Cable Companies Lose in Bid to Make Sharing Subscriber Info Easier
A cable and telecommunications industry group has been dealt a setback in its bid to overturn privacy rules which make it harder for companies that provide over-the-internet phone service to share subscriber’s personal information with business partners or other parties.
The U.S. Court of Appeals for the District of Columbia Circuit denied a request filed by the National Cable and Telecommunications Association seeking to overturn a previous court’s order limiting the use of certain types of private subscriber information. The cable companies, which market local phone service using voice over Internet protocol (VoIP) technology, had argued that federal rules against their use of customer data violated the companies’ free-speech rights under the U.S. Constitution
Rules Protect Consumers’ Privacy
The U.S. Federal Communications Commission, which regulates the cable industry, requires telecommunications carriers to first get a customer’s permission before sharing the customer’s personal information with a joint venture business partner or an independent contractor.

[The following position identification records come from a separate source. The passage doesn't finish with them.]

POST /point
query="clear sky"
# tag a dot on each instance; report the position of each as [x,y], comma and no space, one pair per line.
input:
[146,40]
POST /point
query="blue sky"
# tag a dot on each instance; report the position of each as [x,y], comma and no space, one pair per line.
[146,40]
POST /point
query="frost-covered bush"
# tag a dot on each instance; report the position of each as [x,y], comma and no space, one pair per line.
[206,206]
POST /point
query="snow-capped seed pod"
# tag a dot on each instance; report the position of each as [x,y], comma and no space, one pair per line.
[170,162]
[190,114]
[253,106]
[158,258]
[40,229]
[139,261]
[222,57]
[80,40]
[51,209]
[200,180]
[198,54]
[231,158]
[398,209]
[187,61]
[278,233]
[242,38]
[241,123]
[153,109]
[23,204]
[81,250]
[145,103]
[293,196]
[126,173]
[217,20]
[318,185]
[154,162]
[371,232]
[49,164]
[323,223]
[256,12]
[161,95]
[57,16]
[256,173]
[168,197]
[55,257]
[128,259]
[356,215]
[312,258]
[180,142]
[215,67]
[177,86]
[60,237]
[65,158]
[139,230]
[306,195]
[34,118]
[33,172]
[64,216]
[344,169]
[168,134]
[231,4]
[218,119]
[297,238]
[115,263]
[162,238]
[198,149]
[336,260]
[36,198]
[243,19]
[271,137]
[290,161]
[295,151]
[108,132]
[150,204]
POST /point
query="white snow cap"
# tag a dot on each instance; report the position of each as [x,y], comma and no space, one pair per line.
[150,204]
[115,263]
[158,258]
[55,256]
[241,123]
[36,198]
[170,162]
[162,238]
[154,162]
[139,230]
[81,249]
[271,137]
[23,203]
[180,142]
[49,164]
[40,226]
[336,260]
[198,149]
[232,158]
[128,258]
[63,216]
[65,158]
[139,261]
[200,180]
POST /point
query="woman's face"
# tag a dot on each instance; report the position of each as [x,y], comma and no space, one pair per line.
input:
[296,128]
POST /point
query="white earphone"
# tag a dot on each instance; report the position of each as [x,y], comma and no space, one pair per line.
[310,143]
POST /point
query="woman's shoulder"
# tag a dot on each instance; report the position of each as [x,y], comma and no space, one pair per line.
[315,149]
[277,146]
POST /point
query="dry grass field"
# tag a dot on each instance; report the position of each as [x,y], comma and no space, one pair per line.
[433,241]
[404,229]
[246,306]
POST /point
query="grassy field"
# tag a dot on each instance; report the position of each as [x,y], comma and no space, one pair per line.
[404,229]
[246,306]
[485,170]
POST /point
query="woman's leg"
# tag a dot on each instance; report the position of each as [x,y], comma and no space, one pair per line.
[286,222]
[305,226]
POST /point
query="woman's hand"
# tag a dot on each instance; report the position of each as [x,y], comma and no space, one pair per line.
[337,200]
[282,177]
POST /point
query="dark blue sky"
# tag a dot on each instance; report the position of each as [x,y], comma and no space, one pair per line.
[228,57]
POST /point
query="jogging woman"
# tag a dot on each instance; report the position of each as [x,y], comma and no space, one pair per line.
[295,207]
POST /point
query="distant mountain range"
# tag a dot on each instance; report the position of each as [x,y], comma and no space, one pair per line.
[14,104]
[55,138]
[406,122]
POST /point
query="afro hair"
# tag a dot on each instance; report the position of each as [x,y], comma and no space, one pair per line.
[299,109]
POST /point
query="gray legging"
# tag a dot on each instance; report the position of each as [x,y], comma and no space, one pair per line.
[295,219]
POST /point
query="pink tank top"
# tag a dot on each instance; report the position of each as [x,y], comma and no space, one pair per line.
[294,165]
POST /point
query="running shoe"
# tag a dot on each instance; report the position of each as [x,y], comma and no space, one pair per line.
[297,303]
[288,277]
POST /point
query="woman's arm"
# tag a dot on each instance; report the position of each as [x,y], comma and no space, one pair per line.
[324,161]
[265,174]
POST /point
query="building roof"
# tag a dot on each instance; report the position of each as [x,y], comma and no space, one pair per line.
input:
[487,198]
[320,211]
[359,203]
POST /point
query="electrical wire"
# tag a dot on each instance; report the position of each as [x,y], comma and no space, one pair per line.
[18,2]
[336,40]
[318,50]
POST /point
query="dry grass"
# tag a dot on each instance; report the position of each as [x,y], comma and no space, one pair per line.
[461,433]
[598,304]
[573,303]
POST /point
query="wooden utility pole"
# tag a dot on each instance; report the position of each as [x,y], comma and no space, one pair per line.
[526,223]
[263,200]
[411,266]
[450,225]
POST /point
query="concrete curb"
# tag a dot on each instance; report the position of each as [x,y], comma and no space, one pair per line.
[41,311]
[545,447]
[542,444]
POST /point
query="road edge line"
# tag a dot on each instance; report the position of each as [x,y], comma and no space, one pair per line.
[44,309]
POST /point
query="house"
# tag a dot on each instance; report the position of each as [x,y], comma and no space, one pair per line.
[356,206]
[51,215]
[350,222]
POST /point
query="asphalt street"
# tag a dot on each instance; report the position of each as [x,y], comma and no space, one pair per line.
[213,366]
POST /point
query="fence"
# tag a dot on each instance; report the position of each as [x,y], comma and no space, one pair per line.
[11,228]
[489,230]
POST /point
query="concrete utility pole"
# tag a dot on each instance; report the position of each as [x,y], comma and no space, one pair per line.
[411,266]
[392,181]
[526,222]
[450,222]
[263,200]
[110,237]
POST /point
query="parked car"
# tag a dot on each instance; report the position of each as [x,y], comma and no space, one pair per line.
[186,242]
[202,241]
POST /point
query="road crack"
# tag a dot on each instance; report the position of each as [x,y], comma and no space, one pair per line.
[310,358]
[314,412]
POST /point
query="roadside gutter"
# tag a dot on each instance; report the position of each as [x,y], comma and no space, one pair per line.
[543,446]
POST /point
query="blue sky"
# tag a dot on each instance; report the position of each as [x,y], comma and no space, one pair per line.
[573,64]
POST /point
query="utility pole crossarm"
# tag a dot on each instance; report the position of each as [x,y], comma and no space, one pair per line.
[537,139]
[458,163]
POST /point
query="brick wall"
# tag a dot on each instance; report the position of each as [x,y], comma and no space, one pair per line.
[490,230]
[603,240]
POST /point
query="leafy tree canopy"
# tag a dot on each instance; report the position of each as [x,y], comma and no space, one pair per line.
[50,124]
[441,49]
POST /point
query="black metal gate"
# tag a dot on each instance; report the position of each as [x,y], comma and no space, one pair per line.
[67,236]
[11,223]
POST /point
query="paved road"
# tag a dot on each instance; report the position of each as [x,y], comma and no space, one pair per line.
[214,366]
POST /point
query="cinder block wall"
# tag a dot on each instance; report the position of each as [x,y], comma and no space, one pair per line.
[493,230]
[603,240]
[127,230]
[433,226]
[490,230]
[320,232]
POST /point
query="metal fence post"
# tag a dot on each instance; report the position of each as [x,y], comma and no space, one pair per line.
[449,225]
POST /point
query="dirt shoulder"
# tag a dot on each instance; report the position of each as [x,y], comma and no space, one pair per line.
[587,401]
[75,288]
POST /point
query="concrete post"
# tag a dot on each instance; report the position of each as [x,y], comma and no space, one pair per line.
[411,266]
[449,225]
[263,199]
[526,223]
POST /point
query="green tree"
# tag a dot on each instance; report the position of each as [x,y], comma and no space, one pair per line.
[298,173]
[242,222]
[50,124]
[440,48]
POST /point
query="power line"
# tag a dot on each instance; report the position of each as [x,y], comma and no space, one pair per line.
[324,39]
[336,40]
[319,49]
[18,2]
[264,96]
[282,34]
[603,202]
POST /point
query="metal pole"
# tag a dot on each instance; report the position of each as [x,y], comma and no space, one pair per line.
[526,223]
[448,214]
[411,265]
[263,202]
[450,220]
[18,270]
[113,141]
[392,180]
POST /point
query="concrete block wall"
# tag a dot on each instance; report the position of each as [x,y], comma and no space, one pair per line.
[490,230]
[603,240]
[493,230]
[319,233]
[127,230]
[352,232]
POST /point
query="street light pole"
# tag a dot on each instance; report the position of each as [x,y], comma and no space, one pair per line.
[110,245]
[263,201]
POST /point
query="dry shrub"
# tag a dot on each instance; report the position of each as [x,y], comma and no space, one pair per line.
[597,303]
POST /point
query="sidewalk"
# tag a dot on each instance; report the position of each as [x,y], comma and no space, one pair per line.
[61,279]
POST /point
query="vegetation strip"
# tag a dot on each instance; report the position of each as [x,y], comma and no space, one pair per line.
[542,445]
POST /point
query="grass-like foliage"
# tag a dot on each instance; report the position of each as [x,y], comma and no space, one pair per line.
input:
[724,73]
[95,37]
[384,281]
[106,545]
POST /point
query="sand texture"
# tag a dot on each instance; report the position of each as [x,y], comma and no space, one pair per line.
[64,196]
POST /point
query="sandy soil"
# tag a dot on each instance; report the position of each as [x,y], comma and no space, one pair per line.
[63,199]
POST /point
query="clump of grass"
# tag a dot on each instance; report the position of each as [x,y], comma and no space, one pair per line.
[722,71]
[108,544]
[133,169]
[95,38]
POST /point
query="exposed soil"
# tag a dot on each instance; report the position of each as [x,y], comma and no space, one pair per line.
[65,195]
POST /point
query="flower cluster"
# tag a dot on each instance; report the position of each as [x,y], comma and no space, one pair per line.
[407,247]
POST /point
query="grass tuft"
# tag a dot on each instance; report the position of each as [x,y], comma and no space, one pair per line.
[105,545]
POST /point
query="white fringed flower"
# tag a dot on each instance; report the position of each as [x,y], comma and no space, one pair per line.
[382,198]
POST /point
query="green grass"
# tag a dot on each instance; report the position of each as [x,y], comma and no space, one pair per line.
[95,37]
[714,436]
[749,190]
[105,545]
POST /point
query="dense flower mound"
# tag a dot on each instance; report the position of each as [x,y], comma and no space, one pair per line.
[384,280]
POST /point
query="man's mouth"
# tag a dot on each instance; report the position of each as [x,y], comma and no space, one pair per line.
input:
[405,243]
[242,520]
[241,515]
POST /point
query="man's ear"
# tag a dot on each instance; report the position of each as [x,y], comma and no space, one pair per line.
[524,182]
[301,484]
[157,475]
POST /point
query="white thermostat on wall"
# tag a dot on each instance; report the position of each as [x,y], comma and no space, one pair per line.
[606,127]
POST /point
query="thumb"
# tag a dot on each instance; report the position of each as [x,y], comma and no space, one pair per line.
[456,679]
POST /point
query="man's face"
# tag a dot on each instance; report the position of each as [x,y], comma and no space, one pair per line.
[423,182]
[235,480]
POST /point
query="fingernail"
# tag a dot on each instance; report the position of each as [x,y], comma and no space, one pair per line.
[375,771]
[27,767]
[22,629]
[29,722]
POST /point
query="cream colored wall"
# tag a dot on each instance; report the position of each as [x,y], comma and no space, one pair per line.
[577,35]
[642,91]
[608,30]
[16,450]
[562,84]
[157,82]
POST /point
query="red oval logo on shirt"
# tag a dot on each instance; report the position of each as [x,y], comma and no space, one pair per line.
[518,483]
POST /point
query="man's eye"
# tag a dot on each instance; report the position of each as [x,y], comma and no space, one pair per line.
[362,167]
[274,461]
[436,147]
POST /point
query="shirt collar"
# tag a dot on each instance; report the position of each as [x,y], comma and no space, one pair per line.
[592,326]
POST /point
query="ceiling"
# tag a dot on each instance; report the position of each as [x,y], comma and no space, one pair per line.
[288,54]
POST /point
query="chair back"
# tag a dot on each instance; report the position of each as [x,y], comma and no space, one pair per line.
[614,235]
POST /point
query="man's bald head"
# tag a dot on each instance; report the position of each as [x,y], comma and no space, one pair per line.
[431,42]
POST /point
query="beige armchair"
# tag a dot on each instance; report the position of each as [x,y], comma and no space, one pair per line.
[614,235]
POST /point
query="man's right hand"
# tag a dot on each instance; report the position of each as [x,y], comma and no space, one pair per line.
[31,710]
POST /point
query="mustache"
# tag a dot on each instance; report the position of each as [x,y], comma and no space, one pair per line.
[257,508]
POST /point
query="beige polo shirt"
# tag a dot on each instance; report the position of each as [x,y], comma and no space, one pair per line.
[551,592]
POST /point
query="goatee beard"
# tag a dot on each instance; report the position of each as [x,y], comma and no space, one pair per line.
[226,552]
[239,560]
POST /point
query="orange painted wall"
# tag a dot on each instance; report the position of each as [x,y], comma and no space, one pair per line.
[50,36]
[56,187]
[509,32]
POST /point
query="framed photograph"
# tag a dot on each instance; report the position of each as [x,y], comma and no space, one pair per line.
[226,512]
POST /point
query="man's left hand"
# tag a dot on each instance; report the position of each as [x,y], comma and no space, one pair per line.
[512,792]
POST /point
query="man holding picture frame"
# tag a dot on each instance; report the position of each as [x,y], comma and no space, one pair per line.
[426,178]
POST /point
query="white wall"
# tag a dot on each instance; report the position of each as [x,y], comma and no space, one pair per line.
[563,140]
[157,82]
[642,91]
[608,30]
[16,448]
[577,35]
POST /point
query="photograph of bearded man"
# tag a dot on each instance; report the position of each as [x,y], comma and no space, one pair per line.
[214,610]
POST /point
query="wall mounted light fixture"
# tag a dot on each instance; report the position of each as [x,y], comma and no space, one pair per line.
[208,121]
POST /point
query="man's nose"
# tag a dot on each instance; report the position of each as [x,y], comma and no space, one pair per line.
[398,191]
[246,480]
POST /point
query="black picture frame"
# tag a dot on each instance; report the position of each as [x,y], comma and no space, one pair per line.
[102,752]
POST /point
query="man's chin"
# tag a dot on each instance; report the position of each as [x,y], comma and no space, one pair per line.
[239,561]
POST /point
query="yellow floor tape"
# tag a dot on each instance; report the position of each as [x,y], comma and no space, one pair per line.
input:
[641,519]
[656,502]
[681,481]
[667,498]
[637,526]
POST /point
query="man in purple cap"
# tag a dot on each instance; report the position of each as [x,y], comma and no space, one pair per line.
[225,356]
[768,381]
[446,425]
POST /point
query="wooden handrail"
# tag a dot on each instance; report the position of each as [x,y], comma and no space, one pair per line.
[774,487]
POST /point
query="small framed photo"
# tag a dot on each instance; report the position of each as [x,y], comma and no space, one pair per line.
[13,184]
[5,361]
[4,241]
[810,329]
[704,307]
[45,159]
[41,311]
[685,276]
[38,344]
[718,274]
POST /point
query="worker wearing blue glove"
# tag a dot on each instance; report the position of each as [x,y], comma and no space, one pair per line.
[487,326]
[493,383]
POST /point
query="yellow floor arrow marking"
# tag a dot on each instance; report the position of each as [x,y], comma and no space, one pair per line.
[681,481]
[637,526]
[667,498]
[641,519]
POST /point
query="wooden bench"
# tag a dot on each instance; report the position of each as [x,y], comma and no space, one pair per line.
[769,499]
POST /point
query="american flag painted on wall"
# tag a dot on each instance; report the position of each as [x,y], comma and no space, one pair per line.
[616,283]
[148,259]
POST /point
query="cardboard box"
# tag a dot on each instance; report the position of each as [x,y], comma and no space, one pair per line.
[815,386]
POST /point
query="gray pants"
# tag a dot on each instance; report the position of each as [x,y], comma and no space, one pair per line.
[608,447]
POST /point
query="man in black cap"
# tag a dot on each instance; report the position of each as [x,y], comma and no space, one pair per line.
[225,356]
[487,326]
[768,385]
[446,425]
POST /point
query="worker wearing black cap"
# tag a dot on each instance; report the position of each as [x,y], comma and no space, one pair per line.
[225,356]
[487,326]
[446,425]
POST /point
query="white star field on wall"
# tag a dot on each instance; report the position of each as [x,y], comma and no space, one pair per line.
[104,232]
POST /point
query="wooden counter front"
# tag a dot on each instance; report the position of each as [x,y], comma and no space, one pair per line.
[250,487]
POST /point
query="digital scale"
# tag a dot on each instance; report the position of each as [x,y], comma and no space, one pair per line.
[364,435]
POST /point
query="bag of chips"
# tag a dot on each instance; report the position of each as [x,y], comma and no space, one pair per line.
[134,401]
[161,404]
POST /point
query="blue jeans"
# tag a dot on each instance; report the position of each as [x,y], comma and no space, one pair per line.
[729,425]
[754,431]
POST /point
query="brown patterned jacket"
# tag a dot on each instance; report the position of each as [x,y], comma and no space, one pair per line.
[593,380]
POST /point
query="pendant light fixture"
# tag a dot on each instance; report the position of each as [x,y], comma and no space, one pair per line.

The FCC said rules against sharing subscriber information without a so-called “opt-in” agreement from the subscriber are necessary to prevent abuses of consumer privacy, officials said. A representative from the cable company association said he was disappointed with the court ruling, but could not confirm if an appeal would be filed.
Millions of Cable Customers Affected
An estimated 18 million people in the United States subscribe to cable television providers for phone service, so the number of consumers whose personal subscriber information was protected by the court ruling is immense. Verizon Communications, one of the nation’s largest telephone and mobile phone companies, supported the effort to relax the rules on sharing subscriber information.